On 04/28/2015 09:45 AM, Joonsoo Kim wrote:
On Mon, Apr 27, 2015 at 09:29:23AM +0100, Mel Gorman wrote:
On Mon, Apr 27, 2015 at 04:23:41PM +0900, Joonsoo Kim wrote:
We already have antifragmentation policy in page allocator. It works well
when system memory is sufficient, but, it doesn't works well when system
memory isn't sufficient because memory is already highly fragmented and
fallback/steal mechanism cannot get whole pageblock. If there is severe
unmovable allocation requestor like zram, problem could get worse.
CPU: 8
RAM: 512 MB with zram swap
WORKLOAD: kernel build with -j12
OPTION: page owner is enabled to measure fragmentation
After finishing the build, check fragmentation by 'cat /proc/pagetypeinfo'
* Before
Number of blocks type (movable)
DMA32: 207
Number of mixed blocks (movable)
DMA32: 111.2
Mixed blocks means that there is one or more allocated page for
unmovable/reclaimable allocation in movable pageblock. Results shows that
more than half of movable pageblock is tainted by other migratetype
allocation.
To mitigate this fragmentation, this patch implements active
anti-fragmentation algorithm. Idea is really simple. When some
unmovable/reclaimable steal happens from movable pageblock, we try to
migrate out other pages that can be migratable in this pageblock are and
use these generated freepage for further allocation request of
corresponding migratetype.
Once unmovable allocation taints movable pageblock, it cannot easily
recover. Instead of praying that it gets restored, making it unmovable
pageblock as much as possible and using it further unmovable request
would be more reasonable approach.
Below is result of this idea.
* After
Number of blocks type (movable)
DMA32: 208.2
Number of mixed blocks (movable)
DMA32: 55.8
Result shows that non-mixed block increase by 59% in this case.
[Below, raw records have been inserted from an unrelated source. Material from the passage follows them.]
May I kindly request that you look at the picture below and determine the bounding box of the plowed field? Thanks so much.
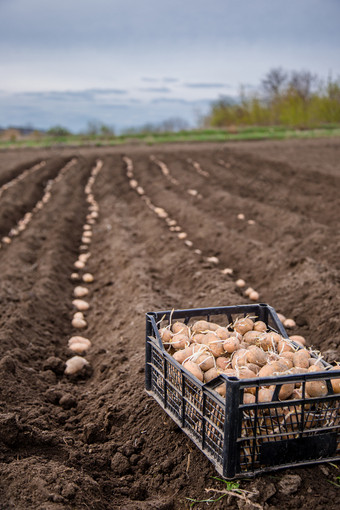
[0,139,340,510]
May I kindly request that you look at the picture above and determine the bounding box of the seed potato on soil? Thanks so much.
[0,139,340,510]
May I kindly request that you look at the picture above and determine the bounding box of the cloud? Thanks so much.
[184,83,230,89]
[142,76,159,83]
[163,76,178,83]
[138,87,171,94]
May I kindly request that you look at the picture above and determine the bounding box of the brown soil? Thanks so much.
[0,139,340,510]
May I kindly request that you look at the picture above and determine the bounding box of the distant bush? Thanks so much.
[47,126,71,136]
[204,68,340,129]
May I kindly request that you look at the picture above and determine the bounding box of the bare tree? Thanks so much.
[262,67,288,99]
[289,71,318,103]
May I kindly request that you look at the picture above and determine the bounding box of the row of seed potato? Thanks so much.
[65,160,103,375]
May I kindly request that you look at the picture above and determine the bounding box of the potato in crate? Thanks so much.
[145,304,340,479]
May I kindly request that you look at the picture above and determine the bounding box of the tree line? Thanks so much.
[204,68,340,129]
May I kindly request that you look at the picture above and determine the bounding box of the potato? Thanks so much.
[215,383,226,397]
[192,333,205,344]
[306,380,328,397]
[170,333,190,351]
[196,352,215,372]
[173,345,195,364]
[231,349,248,368]
[277,338,296,353]
[72,317,87,329]
[247,345,267,367]
[182,361,203,382]
[254,321,267,333]
[280,351,294,366]
[237,367,256,380]
[73,285,89,298]
[205,333,224,358]
[243,331,263,345]
[64,356,89,375]
[306,365,328,398]
[289,335,306,347]
[83,273,94,283]
[257,331,281,351]
[244,363,260,374]
[72,299,90,312]
[191,320,221,333]
[223,336,240,354]
[204,368,220,383]
[214,327,231,340]
[279,383,295,400]
[191,320,210,333]
[293,349,310,368]
[171,322,190,336]
[216,356,231,370]
[208,322,221,331]
[258,361,287,377]
[243,393,256,404]
[234,317,254,335]
[158,328,172,343]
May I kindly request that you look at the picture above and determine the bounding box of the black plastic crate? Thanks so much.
[145,304,340,479]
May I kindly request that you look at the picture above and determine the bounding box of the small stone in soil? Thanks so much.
[278,475,302,496]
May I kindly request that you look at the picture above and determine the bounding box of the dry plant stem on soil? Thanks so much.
[186,476,263,510]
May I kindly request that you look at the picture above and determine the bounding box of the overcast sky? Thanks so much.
[0,0,340,131]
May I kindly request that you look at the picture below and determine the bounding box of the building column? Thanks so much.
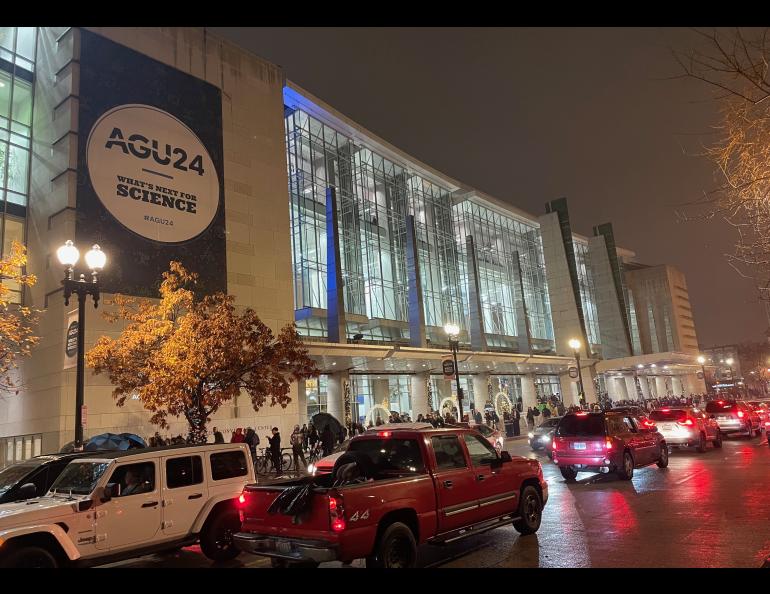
[326,372,350,423]
[521,373,537,416]
[471,373,489,415]
[297,380,308,427]
[624,375,639,400]
[639,375,652,400]
[671,375,684,396]
[559,373,580,406]
[581,366,599,404]
[410,372,430,421]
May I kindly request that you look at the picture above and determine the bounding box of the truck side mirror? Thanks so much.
[18,483,37,501]
[102,483,120,503]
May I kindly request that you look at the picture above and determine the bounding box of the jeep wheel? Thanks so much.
[513,485,543,536]
[200,509,241,561]
[366,522,417,569]
[618,450,632,481]
[0,547,59,569]
[559,466,577,483]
Interesting. I tested a patch prototype like this too (although the work
wasn't offloaded to a kthread, I wanted to see benefits first) and it
yielded no significant difference. But admittedly I was using
stress-highalloc for huge page sized allocations and a 4GB memory system...
So with these results it seems definitely worth pursuing, taking Mel's
comments into account. We should think about coordination with
khugepaged, which is another source of compaction. See my patchset from
yesterday "Outsourcing page fault THP allocations to khugepaged" (sorry
I didn't CC you). I think ideally this "antifrag" or maybe "kcompactd"
thread would be one per NUMA node and serve both for the pageblock
antifragmentation requests (with higher priority) and then THP
allocation requests. Then khugepaged would do just the scanning for
collapses, which might be later moved to task_work context and
khugepaged killed. We could also remove compaction from kswapd balancing
and let it wake up kcompactd instead.